The appearance of the mining script, Coinhive, was first described in detail by Bleeping Computer, which reported that showtime.com and showtimeanytime.com were running the script, and suggested that this could be an experiment, due to the script being set to remain dormant 97 per cent of the time.

According to its website, Coinhive is ‘An Alternative to Ads, blocked by AdBlock’. Websites are struggling with falling online advertising as more and more users install ad-blocking browser extensions to avoid intrusive adverts. Google will filter “low-quality” adverts in its upcoming version of Chrome, and has warned websites to rein in aggressive advertising.

Faced by this resistance to advertising, websites are looking to alternatives to hosting adverts, such as subscription-based models.

“Our goal was to offer a viable alternative to intrusive and annoying ads that litter so many websites today,” Coinhive’s website explained. “These ads are not only a distraction to end users, but also provide notoriously unpredictable and non-transparent revenue numbers. We set out to change that.”

The script, which was hidden on Showtime and other websites, mines Monero, an open-source cryptocurrency focused on privacy and anonymity. Unusually for a cryptocurrency, it can be purchased with cash offline.

Cryptocurrencies are supported by miners: these are often hobbyists, although successful mining companies also exist. Miners dedicate computing power to verifying cryptocurrency transactions and adding them to their public ledgers by crunching through computationally expensive problems. Solving these problems reaps financial rewards, although a colossal amount of computing power must be dedicated to these problems in order to make significant profits.

According to Digiconomist, mining for Bitcoin alone accounts for 0.09 per cent of the world’s electricity consumption (a total of 18.38TWh annually, similar to Syria’s annual electricity consumption).

Running a mining script like Coinhive allows the website to collect this money, while using the CPU (and therefore electricity) of its visitors. Consequently, the script slows down visitors’ computers and other devices, and increases electricity consumption.

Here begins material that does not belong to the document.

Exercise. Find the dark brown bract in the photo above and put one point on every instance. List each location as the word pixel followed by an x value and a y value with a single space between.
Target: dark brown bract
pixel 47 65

Coinhive was launched on September 14, and quickly adopted by malware operations. This has resulted in the script being swiftly blocked by many of the most popular ad blockers, a move that Coinhive describe as “reasonable”.

“We’re a bit saddened to see that some of our customers integrate Coinhive into their pages without disclosing to their users what’s going on, let alone asking for their permission. We believe there’s so much more potential for our solution, but we have to be respectful to our end users,” they wrote on their website.

Since reports have surfaced, the mining script has vanished from Showtime’s websites.

Previously, the same script was run secretly on The Pirate Bay, apparently as an experiment. The Pirate Bay later apologised, stating it was a trial and asking its users if they would prefer advertising or cryptocurrency mining: this attracted mixed responses.